Fair enough. And just to be clear, you’re discounting the idea of a PathBase.scandir()
method that returns os.DirEntry
-like objects because, from a user perspective, its only effect is to add a Path.scandir()
method that duplicates os.scandir()
?
Right. The only thing it can do is invert the call order, and/or make life harder for non-FS path implementations. Let it stay for filesystem paths only, and the easiest way to do that is to stick to calling the os
version when needed.
Thanks as ever for your input Steve, that’s very helpful. I think I’ll wait for this PR to land, and then put in another PR that renames PathBase.scandir()
to _scandir()
and removes the docs. I still believe I can motivate the addition of a scandir()
method (see below), but probably only in conjunction with making PathBase
public, which is still a ways away.
I think most non-toy implementations will want a scandir()
-like method to make use of cached directory children info, otherwise they’re leaving performance on the table or setting themselves up for a heap of work re-implementing globbing. If there’s no information available other than child names, a user implementation of scandir()
could return contextlib.nullcontext(self.iterdir())
instead.
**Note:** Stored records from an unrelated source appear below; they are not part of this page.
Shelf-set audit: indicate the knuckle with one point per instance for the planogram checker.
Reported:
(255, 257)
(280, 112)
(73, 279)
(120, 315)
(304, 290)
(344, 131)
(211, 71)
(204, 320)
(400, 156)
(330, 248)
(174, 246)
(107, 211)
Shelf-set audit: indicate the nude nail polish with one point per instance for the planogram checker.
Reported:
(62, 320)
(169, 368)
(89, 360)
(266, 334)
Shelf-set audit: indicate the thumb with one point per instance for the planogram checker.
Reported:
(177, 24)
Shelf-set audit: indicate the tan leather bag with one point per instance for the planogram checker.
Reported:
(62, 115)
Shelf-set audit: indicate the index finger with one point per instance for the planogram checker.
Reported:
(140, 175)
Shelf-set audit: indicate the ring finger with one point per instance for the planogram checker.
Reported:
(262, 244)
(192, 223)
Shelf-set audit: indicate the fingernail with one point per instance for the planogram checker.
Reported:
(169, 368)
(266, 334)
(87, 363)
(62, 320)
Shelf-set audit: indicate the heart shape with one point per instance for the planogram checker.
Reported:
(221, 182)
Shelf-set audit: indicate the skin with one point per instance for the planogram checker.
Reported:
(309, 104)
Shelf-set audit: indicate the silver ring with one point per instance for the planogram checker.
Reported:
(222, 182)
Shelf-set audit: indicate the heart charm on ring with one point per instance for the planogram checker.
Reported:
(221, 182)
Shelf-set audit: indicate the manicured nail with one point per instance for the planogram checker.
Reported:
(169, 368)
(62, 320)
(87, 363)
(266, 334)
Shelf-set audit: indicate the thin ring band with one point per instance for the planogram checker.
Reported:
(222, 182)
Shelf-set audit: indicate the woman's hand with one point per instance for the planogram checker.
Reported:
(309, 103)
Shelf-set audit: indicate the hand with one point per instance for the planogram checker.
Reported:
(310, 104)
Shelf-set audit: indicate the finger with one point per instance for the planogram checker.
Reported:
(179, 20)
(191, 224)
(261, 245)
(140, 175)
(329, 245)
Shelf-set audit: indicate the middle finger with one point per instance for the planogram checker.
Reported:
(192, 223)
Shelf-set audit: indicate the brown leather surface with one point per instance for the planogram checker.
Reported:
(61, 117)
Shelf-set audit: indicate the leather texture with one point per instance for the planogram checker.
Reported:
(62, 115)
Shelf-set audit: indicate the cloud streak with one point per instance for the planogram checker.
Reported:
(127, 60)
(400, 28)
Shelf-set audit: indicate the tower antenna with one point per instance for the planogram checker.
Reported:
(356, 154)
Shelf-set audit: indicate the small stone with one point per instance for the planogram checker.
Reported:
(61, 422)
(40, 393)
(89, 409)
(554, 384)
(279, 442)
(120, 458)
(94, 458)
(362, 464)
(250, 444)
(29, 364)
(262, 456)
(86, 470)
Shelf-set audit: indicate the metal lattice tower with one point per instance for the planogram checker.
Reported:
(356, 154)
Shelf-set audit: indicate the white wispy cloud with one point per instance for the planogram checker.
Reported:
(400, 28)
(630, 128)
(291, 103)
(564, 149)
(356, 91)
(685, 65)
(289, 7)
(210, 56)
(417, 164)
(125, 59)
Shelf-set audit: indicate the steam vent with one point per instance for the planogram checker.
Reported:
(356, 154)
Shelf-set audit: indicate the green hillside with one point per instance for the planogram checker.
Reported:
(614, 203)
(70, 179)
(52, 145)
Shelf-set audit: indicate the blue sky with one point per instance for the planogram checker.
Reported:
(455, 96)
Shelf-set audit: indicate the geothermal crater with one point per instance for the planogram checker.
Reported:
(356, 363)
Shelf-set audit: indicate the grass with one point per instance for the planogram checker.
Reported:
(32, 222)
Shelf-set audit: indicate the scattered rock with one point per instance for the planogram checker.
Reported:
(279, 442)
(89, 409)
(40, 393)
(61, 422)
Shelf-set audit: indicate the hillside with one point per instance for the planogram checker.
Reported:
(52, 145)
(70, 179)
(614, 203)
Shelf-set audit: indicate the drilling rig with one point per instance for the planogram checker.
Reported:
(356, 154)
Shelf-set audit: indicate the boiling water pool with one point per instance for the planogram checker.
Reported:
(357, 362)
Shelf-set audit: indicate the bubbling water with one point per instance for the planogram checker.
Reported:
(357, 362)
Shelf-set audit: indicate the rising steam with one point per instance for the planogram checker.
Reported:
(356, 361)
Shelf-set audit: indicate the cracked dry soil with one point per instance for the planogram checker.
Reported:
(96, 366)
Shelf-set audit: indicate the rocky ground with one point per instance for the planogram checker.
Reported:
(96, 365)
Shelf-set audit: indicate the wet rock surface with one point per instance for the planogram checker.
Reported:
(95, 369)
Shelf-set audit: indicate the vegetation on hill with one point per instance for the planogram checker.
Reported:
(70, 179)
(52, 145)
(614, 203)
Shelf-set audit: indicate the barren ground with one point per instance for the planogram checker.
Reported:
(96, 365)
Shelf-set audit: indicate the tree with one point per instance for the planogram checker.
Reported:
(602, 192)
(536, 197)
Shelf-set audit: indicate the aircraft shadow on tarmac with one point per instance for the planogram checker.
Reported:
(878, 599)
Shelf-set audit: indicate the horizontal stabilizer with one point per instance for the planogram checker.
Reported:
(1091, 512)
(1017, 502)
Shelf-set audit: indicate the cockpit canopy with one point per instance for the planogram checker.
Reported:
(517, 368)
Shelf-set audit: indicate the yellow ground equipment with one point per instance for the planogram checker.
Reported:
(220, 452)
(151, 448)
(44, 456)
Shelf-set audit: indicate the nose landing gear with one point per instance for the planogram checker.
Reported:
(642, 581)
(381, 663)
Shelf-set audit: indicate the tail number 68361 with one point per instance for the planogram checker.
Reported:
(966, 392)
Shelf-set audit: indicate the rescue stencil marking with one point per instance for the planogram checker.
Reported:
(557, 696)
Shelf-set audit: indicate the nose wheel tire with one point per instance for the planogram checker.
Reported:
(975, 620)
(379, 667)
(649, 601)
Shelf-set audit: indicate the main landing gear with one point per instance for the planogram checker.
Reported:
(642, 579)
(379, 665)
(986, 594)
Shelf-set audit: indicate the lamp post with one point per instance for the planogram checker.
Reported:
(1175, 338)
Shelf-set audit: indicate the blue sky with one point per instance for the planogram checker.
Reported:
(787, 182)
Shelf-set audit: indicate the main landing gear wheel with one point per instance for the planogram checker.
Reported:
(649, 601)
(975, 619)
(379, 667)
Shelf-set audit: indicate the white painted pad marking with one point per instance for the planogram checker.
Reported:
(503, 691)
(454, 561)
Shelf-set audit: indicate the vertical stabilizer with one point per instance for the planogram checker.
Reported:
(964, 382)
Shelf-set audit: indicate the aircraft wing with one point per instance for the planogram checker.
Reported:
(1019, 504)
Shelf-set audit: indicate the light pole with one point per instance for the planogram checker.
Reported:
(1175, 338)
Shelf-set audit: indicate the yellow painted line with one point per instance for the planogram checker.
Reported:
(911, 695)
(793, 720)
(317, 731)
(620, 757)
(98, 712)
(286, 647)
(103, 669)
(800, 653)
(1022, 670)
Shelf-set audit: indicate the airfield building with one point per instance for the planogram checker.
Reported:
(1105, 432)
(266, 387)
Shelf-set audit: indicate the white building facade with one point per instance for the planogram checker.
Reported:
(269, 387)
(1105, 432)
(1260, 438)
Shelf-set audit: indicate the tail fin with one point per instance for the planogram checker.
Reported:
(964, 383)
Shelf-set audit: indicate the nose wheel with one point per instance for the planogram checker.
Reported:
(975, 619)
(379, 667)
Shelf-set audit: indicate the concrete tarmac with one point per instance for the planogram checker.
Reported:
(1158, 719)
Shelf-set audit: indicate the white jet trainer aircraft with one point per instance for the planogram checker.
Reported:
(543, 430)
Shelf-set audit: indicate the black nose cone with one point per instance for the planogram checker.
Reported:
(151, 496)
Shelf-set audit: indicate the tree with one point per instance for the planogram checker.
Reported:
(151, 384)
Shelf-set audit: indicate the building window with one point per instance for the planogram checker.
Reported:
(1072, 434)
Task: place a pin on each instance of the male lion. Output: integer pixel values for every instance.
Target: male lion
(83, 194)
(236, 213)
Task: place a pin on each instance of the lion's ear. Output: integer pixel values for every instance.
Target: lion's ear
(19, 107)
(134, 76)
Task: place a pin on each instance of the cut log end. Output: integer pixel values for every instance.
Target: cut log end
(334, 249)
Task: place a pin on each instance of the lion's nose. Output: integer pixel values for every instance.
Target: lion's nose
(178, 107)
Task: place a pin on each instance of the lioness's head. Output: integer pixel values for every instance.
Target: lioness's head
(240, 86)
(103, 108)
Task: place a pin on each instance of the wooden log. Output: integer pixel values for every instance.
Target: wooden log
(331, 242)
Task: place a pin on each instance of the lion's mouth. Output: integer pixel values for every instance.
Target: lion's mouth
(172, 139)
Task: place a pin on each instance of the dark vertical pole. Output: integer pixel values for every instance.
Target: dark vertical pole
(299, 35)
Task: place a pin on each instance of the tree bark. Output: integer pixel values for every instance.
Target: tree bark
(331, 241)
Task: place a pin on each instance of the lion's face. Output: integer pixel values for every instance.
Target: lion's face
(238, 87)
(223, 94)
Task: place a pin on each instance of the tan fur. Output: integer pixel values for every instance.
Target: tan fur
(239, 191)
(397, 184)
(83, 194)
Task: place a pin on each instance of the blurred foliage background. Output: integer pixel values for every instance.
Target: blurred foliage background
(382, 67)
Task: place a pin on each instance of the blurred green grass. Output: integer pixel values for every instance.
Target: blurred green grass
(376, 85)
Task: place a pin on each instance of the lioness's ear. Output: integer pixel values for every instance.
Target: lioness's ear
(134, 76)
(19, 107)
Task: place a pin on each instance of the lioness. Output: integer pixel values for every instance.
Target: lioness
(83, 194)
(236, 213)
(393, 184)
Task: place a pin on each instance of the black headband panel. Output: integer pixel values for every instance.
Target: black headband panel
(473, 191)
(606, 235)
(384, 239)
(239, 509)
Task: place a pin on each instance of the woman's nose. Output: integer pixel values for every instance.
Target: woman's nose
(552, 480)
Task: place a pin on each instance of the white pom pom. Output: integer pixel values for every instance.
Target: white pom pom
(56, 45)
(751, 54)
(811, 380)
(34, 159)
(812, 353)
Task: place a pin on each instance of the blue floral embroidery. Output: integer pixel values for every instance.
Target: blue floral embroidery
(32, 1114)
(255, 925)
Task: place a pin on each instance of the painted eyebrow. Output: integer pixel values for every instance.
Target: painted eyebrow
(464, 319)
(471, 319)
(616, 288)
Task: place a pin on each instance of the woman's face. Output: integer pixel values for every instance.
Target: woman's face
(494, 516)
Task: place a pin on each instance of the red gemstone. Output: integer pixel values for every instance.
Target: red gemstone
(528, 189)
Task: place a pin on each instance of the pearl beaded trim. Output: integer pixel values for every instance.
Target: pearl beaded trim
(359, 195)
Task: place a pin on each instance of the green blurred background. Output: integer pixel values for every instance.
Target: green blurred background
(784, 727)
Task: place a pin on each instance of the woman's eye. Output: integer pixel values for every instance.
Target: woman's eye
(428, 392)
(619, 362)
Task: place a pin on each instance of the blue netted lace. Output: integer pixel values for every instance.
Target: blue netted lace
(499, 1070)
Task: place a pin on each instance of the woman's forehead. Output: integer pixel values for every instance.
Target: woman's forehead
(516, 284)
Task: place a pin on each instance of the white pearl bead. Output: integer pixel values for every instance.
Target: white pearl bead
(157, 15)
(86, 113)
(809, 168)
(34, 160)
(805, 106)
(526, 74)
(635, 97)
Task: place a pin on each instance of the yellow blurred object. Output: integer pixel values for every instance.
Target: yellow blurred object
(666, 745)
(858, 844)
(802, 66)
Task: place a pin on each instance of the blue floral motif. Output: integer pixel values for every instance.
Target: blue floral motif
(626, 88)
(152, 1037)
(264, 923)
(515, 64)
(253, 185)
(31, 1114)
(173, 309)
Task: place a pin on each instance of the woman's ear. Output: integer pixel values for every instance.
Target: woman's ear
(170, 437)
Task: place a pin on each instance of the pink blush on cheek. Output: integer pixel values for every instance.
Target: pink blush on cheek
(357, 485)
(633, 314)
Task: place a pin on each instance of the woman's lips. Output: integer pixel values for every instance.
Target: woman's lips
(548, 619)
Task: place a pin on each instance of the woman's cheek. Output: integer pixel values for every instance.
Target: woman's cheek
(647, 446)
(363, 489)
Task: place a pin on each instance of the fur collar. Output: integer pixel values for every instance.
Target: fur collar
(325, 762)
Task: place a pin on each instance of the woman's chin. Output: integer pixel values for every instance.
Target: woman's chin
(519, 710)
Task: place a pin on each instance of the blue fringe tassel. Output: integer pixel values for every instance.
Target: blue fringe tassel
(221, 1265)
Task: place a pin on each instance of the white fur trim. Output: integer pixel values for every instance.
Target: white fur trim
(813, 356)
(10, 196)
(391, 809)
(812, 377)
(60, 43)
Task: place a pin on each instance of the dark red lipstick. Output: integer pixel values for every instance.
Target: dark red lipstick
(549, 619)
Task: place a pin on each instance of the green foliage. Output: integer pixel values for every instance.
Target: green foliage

Perhaps this should be the default implementation of PathBase.scandir()
, with PathBase.iterdir()
remaining abstract for ease of entry.
Can’t we just define our own short-lived DirEntry
with cached attributes, allow you to write an implementation for non filesystem paths and make .path
a Path
instance?
Then we could return that for Path.scandir()
. Sure, it doesn’t cover all usecases, but it doesn’t have to, right?
If the type of os.DirEntry.path
were the only problem, I’d suggest we soft-deprecate dir_entry.path
in favour of os.fspath(dir_entry)
, which to my mind is more explicitly str
/ bytes
. But IIUC, Steve’s argument is that any scandir()
method isn’t compelling enough to add at the moment, even without that particular wart.
I thought the main problem was that os.scandir()
only returns file system paths:
So, if we allow you to overwrite the behaviour in your S3 implementation, that wouldn’t be an issue.
But even so, this might be overkill and simply not worth the effort.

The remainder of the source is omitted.